Wenn in den nächsten Jahren Millionen von Menschen nach Deutschland kommen, muss sich zwingend die Frage stellen, was das für unsere Gesellschaft bedeuten wird. Ich bin kein Rassist. Ob die Deutschen künftig eine Variation bei der Hautfarbe haben, wie sie heute bei der Haar- oder Augenfarbe normal ist, ist mir nicht wirklich wichtig. Weit wichtiger ist für mich die Frage, ob die neuen Mitbürger ein Teil dieser Gesellschaft werden oder nicht. Damit die Hautfarbe wirklich auch für die Zukunft der Deutschen ein völlig sekundäres Merkmal wird, müsste eine Assimilation erfolgen, nicht nur eine Integration. Die Zuwanderer müssten Deutsche in allem werden, das ihrer Entscheidung unterliegt, nicht nur in der Wahl des Wohnortes und des Passes. Doch auch eine Integration kann gut funktionieren, wenn die Menschen nebeneinander friedlich und harmonisch leben und einander mit dem gebotenen Respekt anerkennen und gleichzeitig eine allgemeine Schicksalsgemeinschaft erkennen. Hier schätze ich leider die Aussichten als eher schlecht ein. Wenn wir heute nach Deutschland schauen, so wissen wir, dass die ersten Türken vor 50 Jahren nach Deutschland kamen. Ihre Zahl wuchs stetig, aber langsam. Sie waren dabei in ganz Westdeutschland verteilt, während sie schnell in Lohn und Brot waren. Dennoch sind die Zustände in Duisburg-Marxloh, in Köln-Chorweiler oder Berlin-Neukölln bekannt. Auch der arabische Miri-Clan ist bundesweit ein Begriff. Wieso sollte es dieses Mal besser laufen?

Wir schaffen es nicht

 

Es kommen zu viele

Der Hauptgrund, das Haupthindernis für eine Integration oder gar Assimilierung wird sein, dass schlicht zu viele Menschen kommen. In Kapitel über die Demographie habe ich vorgerechnet, wie hoch der Anteil der Migranten alleine aus diesem Jahr in gewissen Altersgruppen sein wird. Nachdem sie sich ihren Wohnort aussuchen können und in die Städte ziehen, wird wegen der unterschiedlichen Mietpreise ein Zuzug vor allem in die ärmeren Stadtteile erfolgen. Dort werden sich die Zuwanderer dann in satten zweistelligen Prozentzahlen konzentrieren, in einigen Straßen, sozialen Wohnungssiedlungen und Ähnlichen noch kleineren Gebietseinheiten wird die Konzentration die 50 Prozent überschreiten. Der Rest zieht daraufhin eilig weg, wenn er es sich leisten kann. Die Mietpreise fallen und Wohnungen werden frei, womit noch mehr der „Flüchtlinge” dorthin ziehen werden.
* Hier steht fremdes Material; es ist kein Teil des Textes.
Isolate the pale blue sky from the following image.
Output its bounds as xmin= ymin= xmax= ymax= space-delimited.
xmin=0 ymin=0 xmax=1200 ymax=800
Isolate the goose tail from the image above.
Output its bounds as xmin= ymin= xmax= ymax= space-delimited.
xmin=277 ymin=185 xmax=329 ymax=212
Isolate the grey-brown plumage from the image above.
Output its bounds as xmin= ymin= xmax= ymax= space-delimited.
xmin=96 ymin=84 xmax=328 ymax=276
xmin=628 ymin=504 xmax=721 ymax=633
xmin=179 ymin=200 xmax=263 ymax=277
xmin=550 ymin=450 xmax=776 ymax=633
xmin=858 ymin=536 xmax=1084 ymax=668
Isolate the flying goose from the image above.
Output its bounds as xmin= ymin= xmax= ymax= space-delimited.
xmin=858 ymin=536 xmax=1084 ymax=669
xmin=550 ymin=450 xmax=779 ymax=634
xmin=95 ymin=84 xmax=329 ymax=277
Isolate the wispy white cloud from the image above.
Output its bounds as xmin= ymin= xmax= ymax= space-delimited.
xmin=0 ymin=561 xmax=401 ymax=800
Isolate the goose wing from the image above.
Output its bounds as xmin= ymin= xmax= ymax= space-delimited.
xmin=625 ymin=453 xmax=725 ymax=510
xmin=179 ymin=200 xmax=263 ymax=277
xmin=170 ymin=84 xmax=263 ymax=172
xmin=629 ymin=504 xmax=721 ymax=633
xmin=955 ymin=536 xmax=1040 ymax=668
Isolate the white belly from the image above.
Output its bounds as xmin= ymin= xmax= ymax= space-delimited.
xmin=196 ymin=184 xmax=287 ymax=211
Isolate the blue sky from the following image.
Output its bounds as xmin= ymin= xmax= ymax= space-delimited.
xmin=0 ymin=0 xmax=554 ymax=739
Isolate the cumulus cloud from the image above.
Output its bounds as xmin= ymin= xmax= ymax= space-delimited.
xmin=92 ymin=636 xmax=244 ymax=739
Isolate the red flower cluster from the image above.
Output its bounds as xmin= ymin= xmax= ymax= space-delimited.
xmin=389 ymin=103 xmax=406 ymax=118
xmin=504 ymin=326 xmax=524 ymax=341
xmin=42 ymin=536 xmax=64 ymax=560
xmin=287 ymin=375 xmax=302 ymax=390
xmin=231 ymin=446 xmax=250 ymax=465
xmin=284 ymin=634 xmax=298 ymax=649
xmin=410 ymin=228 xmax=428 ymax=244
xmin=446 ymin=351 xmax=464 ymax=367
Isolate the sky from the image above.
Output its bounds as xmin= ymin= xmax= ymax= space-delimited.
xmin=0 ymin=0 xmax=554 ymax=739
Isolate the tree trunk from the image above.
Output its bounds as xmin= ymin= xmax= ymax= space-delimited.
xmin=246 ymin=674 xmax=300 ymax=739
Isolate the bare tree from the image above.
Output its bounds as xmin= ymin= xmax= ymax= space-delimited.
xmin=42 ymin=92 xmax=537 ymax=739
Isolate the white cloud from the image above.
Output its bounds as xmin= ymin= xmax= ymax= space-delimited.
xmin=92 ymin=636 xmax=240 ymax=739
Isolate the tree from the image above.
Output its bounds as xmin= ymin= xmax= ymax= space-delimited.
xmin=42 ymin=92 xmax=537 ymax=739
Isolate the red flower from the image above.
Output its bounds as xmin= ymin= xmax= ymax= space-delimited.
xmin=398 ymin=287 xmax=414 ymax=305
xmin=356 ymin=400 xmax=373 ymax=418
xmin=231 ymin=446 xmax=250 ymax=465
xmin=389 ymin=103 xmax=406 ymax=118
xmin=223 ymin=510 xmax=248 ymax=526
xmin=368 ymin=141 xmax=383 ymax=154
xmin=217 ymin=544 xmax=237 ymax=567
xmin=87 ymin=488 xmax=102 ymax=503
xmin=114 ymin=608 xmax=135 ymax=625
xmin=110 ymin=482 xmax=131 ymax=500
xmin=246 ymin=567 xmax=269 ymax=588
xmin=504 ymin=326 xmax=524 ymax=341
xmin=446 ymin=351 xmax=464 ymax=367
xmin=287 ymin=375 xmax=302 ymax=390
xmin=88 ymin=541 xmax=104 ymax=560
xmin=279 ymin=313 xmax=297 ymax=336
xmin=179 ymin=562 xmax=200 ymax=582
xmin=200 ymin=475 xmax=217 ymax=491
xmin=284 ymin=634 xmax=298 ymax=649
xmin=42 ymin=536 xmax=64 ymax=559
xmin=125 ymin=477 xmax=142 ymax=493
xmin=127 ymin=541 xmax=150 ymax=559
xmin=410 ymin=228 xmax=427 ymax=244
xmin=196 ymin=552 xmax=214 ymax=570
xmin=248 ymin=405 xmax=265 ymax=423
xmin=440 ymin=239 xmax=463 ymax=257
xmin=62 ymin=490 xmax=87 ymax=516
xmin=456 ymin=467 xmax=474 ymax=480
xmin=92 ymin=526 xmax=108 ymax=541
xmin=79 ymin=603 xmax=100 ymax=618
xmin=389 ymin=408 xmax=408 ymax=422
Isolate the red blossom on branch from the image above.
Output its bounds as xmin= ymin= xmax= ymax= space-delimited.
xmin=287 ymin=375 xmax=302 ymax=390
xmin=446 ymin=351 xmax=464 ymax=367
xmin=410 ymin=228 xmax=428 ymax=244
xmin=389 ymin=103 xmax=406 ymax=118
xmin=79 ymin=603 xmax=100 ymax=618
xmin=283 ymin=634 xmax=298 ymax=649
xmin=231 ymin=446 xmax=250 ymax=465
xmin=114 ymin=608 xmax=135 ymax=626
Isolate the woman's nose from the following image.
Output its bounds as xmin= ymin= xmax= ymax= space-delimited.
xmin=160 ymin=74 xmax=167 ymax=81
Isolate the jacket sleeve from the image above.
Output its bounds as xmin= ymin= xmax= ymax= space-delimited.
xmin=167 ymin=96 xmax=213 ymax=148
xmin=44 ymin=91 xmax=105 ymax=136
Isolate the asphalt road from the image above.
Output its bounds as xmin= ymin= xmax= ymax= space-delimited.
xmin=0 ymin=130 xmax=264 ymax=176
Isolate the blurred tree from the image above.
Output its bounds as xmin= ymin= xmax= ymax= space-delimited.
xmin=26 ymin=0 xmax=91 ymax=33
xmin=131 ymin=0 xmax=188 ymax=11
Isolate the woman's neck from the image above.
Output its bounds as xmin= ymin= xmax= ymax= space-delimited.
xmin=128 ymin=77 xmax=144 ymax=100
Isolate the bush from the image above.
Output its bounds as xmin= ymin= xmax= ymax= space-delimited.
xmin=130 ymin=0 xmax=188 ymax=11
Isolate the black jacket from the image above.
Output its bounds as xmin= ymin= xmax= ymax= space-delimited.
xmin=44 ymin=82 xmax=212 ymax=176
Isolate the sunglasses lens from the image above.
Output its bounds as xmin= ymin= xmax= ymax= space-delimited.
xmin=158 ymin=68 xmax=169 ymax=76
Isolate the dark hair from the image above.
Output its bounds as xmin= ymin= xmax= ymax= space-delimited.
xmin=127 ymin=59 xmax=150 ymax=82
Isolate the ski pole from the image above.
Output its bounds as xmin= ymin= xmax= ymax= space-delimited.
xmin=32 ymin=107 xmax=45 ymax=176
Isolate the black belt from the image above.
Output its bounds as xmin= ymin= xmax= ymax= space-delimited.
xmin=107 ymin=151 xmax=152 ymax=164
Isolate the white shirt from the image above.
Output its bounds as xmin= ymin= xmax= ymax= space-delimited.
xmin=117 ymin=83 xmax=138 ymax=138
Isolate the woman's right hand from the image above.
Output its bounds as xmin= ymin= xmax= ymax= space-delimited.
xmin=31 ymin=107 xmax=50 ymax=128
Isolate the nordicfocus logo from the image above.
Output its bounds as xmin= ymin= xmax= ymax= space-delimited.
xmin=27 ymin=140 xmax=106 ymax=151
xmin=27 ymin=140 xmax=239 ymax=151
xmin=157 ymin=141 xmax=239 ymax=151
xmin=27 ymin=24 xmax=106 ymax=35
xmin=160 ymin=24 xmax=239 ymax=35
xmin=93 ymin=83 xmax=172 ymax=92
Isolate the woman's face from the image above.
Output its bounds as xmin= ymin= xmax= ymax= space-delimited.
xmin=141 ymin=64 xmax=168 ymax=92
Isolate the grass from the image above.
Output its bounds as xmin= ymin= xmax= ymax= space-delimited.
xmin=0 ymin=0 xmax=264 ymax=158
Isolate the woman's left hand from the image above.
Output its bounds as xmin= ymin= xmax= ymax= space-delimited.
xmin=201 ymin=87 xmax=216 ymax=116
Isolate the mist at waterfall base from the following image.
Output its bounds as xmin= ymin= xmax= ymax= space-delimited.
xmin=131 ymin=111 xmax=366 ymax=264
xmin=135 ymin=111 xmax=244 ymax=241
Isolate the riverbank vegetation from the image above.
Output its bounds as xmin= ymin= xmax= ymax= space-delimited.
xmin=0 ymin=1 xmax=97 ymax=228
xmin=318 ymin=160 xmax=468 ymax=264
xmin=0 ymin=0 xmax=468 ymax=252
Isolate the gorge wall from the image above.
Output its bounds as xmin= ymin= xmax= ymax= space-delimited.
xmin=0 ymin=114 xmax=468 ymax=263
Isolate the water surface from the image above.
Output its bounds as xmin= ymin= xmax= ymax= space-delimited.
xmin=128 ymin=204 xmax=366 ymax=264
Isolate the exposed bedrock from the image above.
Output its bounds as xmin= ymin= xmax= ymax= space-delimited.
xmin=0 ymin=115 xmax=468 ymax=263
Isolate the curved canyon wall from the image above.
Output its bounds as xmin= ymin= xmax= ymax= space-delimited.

Wie aber soll Integration in die Deutsche Gesellschaft funktionieren, wenn aufgrund dieser Umstände gar kein Teil mehr von ihr sein kann, weil man zwar in Deutschland wohnt aber keine Deutschen mehr in der Nähe sind? In Gebieten mit fast einheitlich arabischsprachiger Bevölkerung wird entsprechend schnell eine ganze Parallelgesellschaft mit Geschäften, Ärzten, Moscheen und Restaurants entstehen. Wird den Menschen dann durch den deutschen Sozialstaat ermöglicht nicht einmal mehr in einem deutschen Unternehmen arbeiten zu müssen, gibt es praktisch keinen Grund mehr, deutsch zu lernen. Die Bundesagentur für Arbeit stellt bereits die dafür notwendigen Formulare auf Arabisch zur Verfügung.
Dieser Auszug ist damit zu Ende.